Australian English is similar in many respects to British English, but there are a few cases were Australian English is closer to American English. For example: Australian English uses the American English truck instead of the British English lorry and the American English freeway instead of British English motorway.

Another area where Australian English is closer to American English than British English is with singular collective nouns: British English tends to use plural verbs with these, e.g. "The Government are committed". To an Australian (or American) ear this sounds quite odd.

With foodstuffs Australian English tends to be more closely related to the British vocabulary, eg. biscuit for the American cookie. However in a few cases such as zucchini and eggplant Australian English uses the same terms as the Americans, whereas the British use the equivalent French terms courgette and aubergine. This is possibly due to a fashion that emerged in mid-19th Century Britain of adopting French nouns for foodstuffs, and hence the usage changed in Britain while the original terms were preserved in the (ex-)colonies. Australia, for some uncertain reason, also uses the botanical name capsicum for what both British and Americans would call (red or green) peppers.

Australian English also incorporates several uniquely Australian terms, such as outback to refer to remote regional areas, walkabout to refer to a long journey of uncertain length and bush to refer to native forested areas, but also to regional areas as well. Many of these terms have been incorporated into British English through their adoption via popular culture and family links.

Some elements of Aboriginal languages have been incorporated into Australian English, mainly as names for the indigenous flora and fauna, as well as extensive borrowings for place names. Beyond that, very few have been adopted into the wider language.

In 1981 the Macquarie Dictionary of Australian English was published after 10 years of research and planning.

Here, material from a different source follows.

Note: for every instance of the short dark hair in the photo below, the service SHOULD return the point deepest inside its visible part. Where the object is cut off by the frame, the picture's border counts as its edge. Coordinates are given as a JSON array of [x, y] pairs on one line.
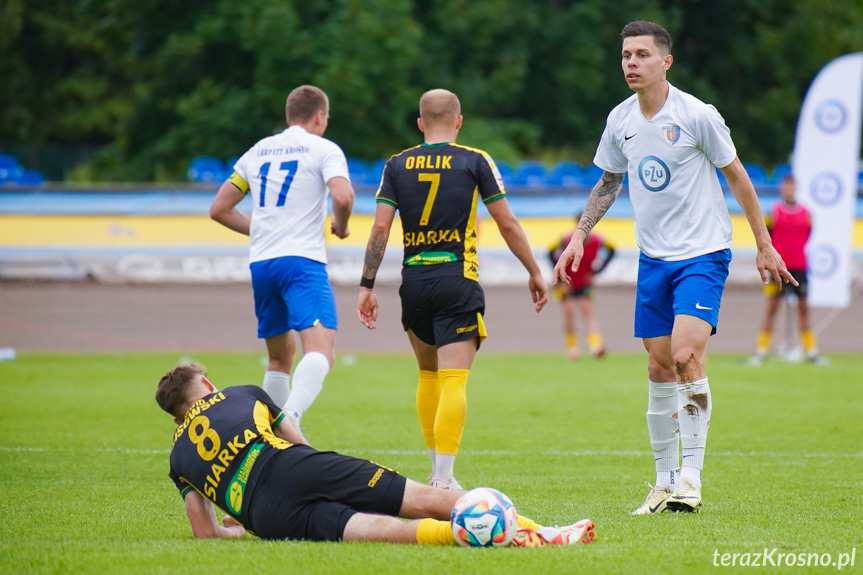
[[661, 37], [303, 103], [173, 389]]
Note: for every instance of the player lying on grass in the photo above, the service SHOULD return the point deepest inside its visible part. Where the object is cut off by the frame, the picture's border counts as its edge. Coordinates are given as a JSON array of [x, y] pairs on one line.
[[235, 448]]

Editions have been published ever since.

Some regional variation in vocabulary and pronunciation exists, but such variations are comparatively small compared to the many regional variations of British and American English, and have only attracted academic and popular attention relatively recently.

Indeed, many Americans struggle to distinguish Australian English from New Zealand English, despite the difference being obvious to residents of both countries.